From South Lake Park to Hongqi Street is a dual-channel essay film based on the inquiry "What is Manchukuo Film Association", which threads together the spaces, characters and stories related to the Manchukuo Film Association, connected by the artist's voiceover narration. These stories comprise of a myriad of protagonists, including the Manchukuo actress-singer Li Xianglan (Yoshiko Yamaguchi), personnel working in the Manchukuo film association and Changchun Film Group Corporation, scholars of Sino-Japanese films etc. Through these narratives, the artist attempts to insert answers into the blanks that History indifferently or haphazardly left out. The corresponding places are washed out, forlorn and almost mundane, littered with bequeathed ideologies, unremembered names, discarded memories, inadvertently laid tombstones and monuments, and ruinous architecture. In the playback of her own footages, the artist tries to sort out the people, objects, time and space that she has encountered in the filming of the project, grasping for answers from the details that may have been undetected during the recording.

Born 1985 in Shanxi Province, China, Hao Jingban completed a BA in Media and Communication from Goldsmiths College in 2007, and a MA in Film Studies from University of London in 2010. Hao has gained international recognition for her Beijing Ballroom project (2012-2016), in which she traces the present ballrooms in Beijing to the two waves of ballroom dancing in the early 1950s and post-Cultural Revolution in late 1970s.

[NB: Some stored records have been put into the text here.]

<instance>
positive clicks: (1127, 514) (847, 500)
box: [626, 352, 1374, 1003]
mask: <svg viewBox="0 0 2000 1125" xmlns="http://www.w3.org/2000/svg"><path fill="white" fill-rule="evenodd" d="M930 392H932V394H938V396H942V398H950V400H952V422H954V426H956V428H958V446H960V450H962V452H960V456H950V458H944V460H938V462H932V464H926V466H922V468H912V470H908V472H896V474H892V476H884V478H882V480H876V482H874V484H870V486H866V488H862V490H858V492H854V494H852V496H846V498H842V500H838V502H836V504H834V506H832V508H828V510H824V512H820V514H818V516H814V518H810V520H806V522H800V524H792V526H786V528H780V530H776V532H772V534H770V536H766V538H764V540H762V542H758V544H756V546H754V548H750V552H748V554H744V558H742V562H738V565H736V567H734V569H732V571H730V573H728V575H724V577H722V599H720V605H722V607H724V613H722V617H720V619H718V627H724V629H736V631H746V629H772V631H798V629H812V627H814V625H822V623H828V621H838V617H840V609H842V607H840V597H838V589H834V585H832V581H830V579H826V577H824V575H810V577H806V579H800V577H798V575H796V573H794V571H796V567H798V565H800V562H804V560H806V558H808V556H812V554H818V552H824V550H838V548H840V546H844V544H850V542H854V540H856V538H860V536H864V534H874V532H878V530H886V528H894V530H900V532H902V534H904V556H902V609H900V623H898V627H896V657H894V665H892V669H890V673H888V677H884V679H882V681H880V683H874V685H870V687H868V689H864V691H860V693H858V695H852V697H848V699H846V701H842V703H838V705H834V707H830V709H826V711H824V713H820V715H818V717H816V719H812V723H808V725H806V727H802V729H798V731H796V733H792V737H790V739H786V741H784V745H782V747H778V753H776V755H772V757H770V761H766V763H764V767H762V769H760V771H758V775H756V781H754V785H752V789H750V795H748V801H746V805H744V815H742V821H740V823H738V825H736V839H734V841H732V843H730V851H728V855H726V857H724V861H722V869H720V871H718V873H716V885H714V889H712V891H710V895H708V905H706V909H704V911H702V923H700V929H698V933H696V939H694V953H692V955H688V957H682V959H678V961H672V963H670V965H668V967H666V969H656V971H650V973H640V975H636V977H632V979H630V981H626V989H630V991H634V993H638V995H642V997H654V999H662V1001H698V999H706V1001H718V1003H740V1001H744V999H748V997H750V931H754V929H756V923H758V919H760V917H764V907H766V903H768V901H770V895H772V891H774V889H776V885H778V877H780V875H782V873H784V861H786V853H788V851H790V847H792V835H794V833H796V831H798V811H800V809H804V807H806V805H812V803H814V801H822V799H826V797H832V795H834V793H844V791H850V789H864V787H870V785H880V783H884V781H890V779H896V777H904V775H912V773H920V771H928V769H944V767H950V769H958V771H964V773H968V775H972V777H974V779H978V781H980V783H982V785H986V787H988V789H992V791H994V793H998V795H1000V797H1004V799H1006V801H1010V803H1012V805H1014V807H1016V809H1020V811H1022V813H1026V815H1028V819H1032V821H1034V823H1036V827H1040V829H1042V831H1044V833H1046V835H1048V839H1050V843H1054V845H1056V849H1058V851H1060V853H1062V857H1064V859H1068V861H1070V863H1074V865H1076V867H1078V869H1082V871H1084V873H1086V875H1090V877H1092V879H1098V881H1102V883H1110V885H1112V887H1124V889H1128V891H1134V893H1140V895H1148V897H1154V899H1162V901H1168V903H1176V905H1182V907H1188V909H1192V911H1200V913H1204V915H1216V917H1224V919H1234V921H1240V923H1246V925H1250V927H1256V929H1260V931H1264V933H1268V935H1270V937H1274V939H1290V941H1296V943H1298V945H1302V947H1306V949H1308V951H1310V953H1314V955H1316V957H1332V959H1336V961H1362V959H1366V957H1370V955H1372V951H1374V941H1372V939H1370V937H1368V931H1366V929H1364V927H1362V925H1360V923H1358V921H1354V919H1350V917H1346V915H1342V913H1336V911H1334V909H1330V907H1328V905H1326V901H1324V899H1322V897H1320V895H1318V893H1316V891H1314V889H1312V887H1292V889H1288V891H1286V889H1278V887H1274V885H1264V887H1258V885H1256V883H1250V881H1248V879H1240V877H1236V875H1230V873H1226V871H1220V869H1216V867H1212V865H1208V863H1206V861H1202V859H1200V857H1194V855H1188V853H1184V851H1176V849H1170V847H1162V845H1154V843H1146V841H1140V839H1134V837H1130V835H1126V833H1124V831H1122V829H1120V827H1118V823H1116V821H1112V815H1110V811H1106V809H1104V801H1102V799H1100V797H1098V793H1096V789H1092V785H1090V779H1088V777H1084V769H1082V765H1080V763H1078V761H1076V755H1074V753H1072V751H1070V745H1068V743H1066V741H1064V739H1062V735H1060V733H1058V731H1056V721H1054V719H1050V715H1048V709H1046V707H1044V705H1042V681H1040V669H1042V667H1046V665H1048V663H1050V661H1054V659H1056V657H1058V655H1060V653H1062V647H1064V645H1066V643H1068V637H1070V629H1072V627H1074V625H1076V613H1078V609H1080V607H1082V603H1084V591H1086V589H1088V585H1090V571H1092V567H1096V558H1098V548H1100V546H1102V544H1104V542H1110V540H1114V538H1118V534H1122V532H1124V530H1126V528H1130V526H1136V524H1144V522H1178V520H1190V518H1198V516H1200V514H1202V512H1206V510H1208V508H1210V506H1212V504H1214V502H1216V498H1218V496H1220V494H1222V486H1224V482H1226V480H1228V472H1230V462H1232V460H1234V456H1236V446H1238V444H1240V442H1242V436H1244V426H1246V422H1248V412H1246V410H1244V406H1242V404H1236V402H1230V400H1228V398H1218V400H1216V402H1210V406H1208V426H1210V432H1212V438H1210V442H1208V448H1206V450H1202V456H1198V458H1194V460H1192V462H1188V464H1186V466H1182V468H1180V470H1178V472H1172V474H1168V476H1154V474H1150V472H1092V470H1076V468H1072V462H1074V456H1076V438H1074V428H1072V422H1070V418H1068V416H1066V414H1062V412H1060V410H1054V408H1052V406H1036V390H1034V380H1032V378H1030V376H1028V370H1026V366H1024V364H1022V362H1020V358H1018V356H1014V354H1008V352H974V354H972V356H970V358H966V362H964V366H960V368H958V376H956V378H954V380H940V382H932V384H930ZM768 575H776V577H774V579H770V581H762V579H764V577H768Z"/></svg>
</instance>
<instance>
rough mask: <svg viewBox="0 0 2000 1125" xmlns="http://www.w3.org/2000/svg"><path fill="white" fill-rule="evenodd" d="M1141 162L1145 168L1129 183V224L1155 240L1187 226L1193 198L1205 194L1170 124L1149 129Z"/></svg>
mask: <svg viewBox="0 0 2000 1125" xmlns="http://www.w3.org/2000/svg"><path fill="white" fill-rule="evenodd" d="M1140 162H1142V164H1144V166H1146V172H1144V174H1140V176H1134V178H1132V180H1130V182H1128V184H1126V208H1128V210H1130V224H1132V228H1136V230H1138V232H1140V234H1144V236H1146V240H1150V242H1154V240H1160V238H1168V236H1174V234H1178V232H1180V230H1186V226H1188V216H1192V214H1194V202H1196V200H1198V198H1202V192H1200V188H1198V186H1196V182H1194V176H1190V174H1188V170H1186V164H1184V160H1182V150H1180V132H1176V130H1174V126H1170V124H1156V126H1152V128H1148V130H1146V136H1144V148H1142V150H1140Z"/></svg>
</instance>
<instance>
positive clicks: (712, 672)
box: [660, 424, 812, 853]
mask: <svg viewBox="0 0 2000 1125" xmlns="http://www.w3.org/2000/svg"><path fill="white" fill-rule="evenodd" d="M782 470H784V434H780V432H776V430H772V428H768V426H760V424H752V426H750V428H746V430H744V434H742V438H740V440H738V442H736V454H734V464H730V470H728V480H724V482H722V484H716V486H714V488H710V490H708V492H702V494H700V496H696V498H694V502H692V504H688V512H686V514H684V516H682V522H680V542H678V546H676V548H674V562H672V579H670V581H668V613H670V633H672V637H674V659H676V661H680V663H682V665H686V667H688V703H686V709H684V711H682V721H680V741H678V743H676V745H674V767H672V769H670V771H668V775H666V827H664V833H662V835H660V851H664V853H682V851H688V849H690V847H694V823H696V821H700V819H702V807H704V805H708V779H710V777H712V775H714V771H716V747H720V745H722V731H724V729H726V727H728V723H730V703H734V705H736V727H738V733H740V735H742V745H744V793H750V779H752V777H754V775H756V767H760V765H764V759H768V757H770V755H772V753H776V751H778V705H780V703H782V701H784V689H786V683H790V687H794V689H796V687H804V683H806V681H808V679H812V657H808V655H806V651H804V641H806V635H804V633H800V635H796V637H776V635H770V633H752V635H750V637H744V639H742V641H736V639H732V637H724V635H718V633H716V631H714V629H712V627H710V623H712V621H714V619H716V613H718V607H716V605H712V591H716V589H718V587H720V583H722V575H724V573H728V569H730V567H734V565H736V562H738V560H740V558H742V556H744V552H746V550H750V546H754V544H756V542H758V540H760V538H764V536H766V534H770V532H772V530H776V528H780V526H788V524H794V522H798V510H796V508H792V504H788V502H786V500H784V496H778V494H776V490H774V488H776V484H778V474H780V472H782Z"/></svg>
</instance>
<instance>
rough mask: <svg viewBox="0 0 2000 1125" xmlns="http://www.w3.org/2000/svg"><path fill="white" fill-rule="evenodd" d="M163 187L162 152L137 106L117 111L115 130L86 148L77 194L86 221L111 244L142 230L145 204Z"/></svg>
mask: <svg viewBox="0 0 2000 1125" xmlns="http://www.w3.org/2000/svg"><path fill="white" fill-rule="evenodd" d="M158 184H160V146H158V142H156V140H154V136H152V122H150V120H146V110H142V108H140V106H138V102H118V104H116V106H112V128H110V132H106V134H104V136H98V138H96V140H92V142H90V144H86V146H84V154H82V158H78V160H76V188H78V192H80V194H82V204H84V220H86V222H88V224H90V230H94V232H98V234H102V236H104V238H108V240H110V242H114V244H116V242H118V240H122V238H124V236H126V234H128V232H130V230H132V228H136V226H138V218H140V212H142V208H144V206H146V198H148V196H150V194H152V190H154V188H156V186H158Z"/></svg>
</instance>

By including a wide range of found footages and recordings, archival materials, interviews and voiceovers, Hao interweaves complex historical narratives and social movements in the structures of experimental, documentary and essay film.

Her solo exhibitions include “New Directions: Hao Jingban” (Ullens Center for Contemporary Art, Beijing, China, 2016) and “Over- Romanticism” (Taikang Space, Beijing, China, 2016). Her group exhibitions and screenings include “Hao Jingban: Beijing Ballroom” (Museum of Fine Arts, Boston, USA, 2018); “Special Economic Zone” (Guangdong Times Museum, Guangzhou, China, 2018); "FRONT International: Cleveland Triennial for Contemporary Art" (Cleveland, USA, 2018); “Prospectif Cinéma: Performing Dramas I” (Centre Pompidou, Paris, France, 2017); “11th Shanghai Biennale: Why Not Ask Again?” (The Power Station of Art, Shanghai, China, 2016); “Discordant Harmony” (Kuandu Museum of Fine Art, Taipei, 2016 and Hiroshima MOCA, Hiroshima, Japan, 2015); “The Civil Power” (Minsheng Art Museum, Beijing, China, 2015); “Sight and Sound” (Jewish Museum, New York, USA, 2014). In 2016, Hao won the Huayu Youth Award Grand Jury Prize in Art Sanya 2016. In 2017, she won the Young Artist of the Year award at the 11th Award of Art China and the International Critics’ Prize at the 63rd Internationale Kurzfilmtage Oberhausen. Hao currently lives and works in Beijing, China.



1 Benshi is a performer who provides live narration for silent films during the silent film era.

2 Masahiko Amakasu (1891-1945) was a famous military officer in the Imperial Japanese Army. In 1930, he was relocated to Mukden in Manchukuo, where he was later appointed as the head of Manchukuo Film Association, and worked to produce propaganda films to support the war effort. He was instrumental in launching the career of Chinese-Japanese actress Yoshiko Yamaguchi (Li XIanglan).